De steen der wijzen bevindt zich in Genève
Van lood goud maken, dat is iets waar de alchemisten van weleer naarstig naar op zoek waren. Zonder succes. De alchemie is een voorloper van de scheikunde die probeerde om de geheimen van de natuur en de materie te doorgronden en te veranderen. De vroegste werken over deze wetenschap dateren uit de Hellenistische periode, rond 300 voor Christus, toen de eerste alchemisten experimenten deden en probeerden om edelmetalen te maken. Het is de Griekse alchemist Zosimos van Panopolis (ook wel Zosimos de Alchemist genoemd) die er het eerst over schreef en de steen der wijzen expliciet vermeldde als dé manier om lood in goud te veranderen.
![]() |
Illustratie van de destillatieapparatuur van Zosimos, uit het 15e-eeuwse Byzantijnse Griekse manuscript Codex Parisinus 2327. |
Al in de vroegste teksten over alchemie werd gesteld dat het uiterlijke proces van metallische transmutatie – het veranderen van lood en koper in zilver en goud – altijd ook een innerlijk proces van zuivering betekende. Naarmate de wetenschap en het occulte meer en meer uit elkaar dreven, ging het streven van de alchemisten dus allengs van fysiek naar puur spiritueel. Nochtans is waar zij eeuwenlang naar hebben gezocht nu eindelijk ook echt gelukt! Het zijn wel geen alchemisten die het geheim van chrysopoeia, het proces om lood om te zetten in goud, hebben ontdekt, wel de fysici van het CERN in Genève. Die hebben goud gemaakt door looddeeltjes onder immense snelheid op elkaar af te schieten in hun LHC deeltjesversneller.
![]() |
De LHC deeltjesversneller |
Die deeltjesversneller is waar het CERN het gekendst om is bij het grote publiek. De organisatie doet fundamenteel onderzoek naar elementaire deeltjes en wil aan de hand van experimenten inzicht krijgen in hoe de materie is opgebouwd: uit welke deeltjes bestaat de materie en wat zijn de krachten die de deeltjes bij elkaar houden.
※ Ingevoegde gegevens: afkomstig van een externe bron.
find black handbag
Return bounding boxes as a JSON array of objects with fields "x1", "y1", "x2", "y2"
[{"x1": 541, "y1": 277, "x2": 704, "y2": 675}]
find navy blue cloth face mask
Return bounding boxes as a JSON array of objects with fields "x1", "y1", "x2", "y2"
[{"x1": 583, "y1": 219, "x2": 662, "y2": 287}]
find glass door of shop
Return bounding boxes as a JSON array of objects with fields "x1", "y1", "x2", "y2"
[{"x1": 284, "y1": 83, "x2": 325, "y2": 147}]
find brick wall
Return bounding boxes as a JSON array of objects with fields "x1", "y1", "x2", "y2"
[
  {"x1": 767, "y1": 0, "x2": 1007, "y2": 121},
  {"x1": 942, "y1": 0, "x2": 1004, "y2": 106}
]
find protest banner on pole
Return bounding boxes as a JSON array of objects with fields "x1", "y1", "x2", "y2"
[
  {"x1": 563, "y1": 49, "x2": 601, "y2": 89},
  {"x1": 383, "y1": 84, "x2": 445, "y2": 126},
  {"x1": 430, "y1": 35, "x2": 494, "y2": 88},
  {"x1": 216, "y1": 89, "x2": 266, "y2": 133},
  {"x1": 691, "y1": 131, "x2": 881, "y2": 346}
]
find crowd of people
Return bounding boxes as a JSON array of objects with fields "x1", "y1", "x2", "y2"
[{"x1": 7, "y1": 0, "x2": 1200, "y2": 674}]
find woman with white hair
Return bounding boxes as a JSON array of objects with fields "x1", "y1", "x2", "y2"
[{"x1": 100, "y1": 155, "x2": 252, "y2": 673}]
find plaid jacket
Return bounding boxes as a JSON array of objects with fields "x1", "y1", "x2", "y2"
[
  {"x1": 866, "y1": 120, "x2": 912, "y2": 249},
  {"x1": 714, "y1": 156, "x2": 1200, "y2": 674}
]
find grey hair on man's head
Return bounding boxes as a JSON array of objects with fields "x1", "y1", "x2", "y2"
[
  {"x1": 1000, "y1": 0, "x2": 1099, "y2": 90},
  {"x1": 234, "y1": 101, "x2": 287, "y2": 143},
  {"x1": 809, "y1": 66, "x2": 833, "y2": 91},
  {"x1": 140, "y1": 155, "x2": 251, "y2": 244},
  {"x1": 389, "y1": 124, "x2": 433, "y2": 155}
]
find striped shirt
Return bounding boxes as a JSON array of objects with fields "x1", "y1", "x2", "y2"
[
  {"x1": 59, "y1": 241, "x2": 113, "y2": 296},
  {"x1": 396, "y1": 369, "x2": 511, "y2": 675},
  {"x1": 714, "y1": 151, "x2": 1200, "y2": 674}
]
In hun deeltjesversneller, als een ondergrondse cirkelvormige knikkerbaan met een omtrek van 27 kilometer, laten ze elementaire deeltjes – protonen, atomen, enz. … – aan een rotvaart die tegen de lichtsnelheid aanleunt rondgaan en tegen elkaar knallen.
Eén maand per jaar wordt de versneller geladen met loodatomen die elektrisch geladen zijn. Dat doen ze om de omstandigheden van de oerknal na te bootsen en zo het pasgeboren heelal te kunnen bestuderen. Bundels van die elektrisch geladen loodatomen (loodionen) gaan rond in de versneller, zowel deosil als wdidershins, en waar ze elkaar kruisen, botsen er wel eens loodionen op elkaar. Daar schiet ondertussen haast niets meer van over, behalve de atoomkern zelf. De elektronen die rond de kern draaien zijn ze onderweg al lang kwijtgespeeld. Als de atoomkernen aan ongeveer lichtsnelheid op elkaar botsen, komt er een gigantische hoeveelheid energie vrij. Denk aan honderdduizend keer de temperatuur van de zon, zo’n 2000 miljard graden. De impact daarvan op de materie is wat de oerknal geweest moet zijn. Interessant voor onderzoekers die de big bang willen begrijpen.
Die extreme omstandigheden zorgen er echter ook voor dat de loodatoomkernen een deel van hun protonen en neutronen verliezen. Een atoomkern bestaat uit protonen en neutronen, in het geval van het lood dat voor deze experimenten wordt gebruikt zijn dat 82 protonen en 126 neutronen (vandaar de naam van dit lood isotoop: lood-208). Daardoor veranderen ze in iets anders, een ander isotoop van lood of zelfs een heel andere stof. Dat heet transmutatie, en dat is net waar de alchemisten van weleer mee bezig waren. De loodatoomkernen die één proton verliezen worden het metaal Thallium (81 protonen in plaats van de 82 van lood-208), met twee protonen minder krijg je kwik (80 protonen) en met drie protonen minder heb je goud (79 protonen). Eureka!
Helemaal zoals de alchemisten van weleer het voor zich zagen is het echter niet: het goud dat zo in het CERN wordt gemaakt is onstabiel en valt direct uit elkaar in losse protonen en neutronen. Je kan er dus niet rijk van worden.